Visual fields were evaluated by perimetry, disclosing right temporal hemianopsia and left inferior temporal quadrantanopsia. Radiological studies showed a heterogeneous mass inside and above the pituitary fossa with involvement of the optic chiasm; there was no calcification (Figs. 1, 2, 3, 4, and 5). The patient was diagnosed with a nonfunctioning pituitary macroadenoma.

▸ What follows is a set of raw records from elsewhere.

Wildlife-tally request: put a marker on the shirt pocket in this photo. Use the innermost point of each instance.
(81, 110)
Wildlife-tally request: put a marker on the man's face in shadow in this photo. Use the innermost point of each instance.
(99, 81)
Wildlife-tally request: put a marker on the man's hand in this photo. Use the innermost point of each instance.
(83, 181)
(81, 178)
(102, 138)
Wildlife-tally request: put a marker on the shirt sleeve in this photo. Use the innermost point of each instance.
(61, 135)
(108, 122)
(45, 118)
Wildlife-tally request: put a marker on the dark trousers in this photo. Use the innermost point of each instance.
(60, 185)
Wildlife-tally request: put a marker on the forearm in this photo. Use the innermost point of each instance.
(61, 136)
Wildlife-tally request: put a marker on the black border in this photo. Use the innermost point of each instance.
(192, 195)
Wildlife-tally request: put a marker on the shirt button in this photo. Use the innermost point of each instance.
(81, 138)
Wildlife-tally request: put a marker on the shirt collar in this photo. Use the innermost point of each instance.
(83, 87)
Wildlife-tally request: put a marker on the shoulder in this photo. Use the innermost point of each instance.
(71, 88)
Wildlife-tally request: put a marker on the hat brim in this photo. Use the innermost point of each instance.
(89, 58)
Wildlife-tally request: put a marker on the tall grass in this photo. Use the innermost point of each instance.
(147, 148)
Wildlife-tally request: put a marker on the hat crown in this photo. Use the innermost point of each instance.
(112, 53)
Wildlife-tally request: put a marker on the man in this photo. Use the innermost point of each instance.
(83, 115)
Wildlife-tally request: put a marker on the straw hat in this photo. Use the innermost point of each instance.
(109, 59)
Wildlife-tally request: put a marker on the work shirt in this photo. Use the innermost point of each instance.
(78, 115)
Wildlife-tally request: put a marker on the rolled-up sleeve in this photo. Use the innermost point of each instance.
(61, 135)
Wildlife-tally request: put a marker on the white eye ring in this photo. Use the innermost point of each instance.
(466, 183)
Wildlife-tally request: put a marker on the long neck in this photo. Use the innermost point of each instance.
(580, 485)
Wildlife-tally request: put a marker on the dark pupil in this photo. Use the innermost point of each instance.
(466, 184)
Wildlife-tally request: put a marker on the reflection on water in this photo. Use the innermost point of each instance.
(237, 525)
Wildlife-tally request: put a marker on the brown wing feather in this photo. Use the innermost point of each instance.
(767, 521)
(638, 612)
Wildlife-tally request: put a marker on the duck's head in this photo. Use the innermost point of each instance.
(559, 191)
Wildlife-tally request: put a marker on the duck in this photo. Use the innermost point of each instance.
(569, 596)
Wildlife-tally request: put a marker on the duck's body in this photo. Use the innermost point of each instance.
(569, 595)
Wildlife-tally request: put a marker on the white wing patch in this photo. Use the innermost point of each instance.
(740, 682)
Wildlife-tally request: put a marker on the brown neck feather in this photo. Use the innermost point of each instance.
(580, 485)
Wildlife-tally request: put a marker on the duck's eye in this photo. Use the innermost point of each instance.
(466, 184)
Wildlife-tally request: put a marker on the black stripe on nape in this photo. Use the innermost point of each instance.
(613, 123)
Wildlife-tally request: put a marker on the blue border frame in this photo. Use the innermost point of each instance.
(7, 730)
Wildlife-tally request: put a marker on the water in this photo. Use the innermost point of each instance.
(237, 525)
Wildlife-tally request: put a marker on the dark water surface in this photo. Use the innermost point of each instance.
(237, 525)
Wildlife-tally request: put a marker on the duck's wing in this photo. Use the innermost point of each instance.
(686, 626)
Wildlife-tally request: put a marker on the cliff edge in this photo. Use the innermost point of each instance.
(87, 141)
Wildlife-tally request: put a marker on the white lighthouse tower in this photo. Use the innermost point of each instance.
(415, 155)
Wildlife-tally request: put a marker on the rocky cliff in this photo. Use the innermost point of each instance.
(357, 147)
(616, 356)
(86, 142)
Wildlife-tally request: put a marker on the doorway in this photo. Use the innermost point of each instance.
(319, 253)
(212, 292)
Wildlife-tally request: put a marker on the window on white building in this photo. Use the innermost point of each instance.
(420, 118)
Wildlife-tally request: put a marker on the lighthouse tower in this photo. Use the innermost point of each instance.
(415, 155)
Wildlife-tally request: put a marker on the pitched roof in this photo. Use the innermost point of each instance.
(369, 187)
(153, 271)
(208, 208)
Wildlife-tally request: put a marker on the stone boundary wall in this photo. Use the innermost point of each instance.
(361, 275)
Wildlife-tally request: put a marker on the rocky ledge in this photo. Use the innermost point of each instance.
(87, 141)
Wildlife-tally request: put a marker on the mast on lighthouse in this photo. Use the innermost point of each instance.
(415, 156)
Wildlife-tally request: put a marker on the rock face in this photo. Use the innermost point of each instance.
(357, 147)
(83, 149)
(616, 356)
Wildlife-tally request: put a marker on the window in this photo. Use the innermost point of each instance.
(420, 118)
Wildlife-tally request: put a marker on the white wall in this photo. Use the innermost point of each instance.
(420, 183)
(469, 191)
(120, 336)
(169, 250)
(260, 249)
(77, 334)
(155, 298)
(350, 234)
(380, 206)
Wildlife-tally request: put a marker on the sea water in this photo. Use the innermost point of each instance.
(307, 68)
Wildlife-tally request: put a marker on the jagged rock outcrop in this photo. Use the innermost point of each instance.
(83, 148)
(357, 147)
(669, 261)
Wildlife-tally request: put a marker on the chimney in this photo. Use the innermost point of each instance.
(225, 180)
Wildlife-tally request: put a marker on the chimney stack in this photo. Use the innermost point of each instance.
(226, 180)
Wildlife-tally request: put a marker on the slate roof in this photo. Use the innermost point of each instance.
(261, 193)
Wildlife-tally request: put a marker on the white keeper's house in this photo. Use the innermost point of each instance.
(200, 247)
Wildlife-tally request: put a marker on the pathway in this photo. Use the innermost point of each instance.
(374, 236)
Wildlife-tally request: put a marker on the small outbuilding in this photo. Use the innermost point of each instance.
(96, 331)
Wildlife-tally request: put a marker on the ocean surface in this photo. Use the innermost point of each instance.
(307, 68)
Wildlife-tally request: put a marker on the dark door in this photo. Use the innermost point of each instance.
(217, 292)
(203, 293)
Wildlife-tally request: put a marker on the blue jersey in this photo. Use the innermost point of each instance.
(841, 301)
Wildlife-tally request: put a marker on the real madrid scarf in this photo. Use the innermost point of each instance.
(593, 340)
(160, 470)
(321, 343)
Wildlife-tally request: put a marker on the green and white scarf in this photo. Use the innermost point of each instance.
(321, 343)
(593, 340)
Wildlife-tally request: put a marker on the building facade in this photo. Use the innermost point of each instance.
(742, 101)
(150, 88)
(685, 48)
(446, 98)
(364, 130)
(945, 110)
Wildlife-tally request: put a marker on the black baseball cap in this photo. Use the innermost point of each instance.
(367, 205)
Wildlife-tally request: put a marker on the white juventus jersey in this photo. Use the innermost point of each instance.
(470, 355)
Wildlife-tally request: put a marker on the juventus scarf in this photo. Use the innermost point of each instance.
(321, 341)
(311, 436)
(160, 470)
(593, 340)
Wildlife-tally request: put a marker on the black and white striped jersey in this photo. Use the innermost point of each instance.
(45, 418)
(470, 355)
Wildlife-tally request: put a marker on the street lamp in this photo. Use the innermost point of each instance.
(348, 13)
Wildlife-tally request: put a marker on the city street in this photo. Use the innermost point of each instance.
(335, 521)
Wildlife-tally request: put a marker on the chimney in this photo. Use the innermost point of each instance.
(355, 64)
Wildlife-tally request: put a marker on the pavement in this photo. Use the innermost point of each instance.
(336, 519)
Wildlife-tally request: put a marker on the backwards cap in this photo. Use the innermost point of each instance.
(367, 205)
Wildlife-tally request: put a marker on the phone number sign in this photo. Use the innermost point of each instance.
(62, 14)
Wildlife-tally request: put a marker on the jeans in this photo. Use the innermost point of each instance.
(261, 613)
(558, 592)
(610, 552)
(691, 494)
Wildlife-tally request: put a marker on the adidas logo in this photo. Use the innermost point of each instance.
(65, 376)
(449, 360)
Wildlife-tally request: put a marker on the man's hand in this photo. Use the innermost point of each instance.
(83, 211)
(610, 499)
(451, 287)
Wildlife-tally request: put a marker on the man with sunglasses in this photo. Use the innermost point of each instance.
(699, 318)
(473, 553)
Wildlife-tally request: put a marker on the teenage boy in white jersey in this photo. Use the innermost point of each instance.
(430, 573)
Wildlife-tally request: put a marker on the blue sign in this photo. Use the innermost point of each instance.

Contrast-enhanced computed tomography (left), and magnetic resonance T2WI axial (right) images, at the suprasellar level, showing tumor above the pituitary gland with heterogeneous contrast enhancement and T2WI signal in the same fashion. There is no calcification
MRI sagittal (left) and coronal (right) T2WI views. In the sagittal view, there is a mass inside the pituitary fossa, with compressed hypophyseal tissue seen in the coronal view
MRI sagittal (left) and coronal (right) T1WI views. Note involvement of the optic chiasm
MRI sagittal (left) and coronal (right) T1WI views with IV gadolinium showing strong heterogeneous contrast enhancement
Multislice contrast-enhanced computed tomography rendering images of the tumor in the superior (left) and the anterior (right) views to surgery plan
Operation
Endoscopic transnasal transsphenoidal microsurgery was performed, and a hard, fibrous tumor was removed. The sellar diaphragm was involved by the lesion, and resection resulted in a cerebrospinal fluid (CSF) fistula. The sphenoid sinus was packed with fat and biological glue, and a lumbar drainage via percutaneous catheter was performed.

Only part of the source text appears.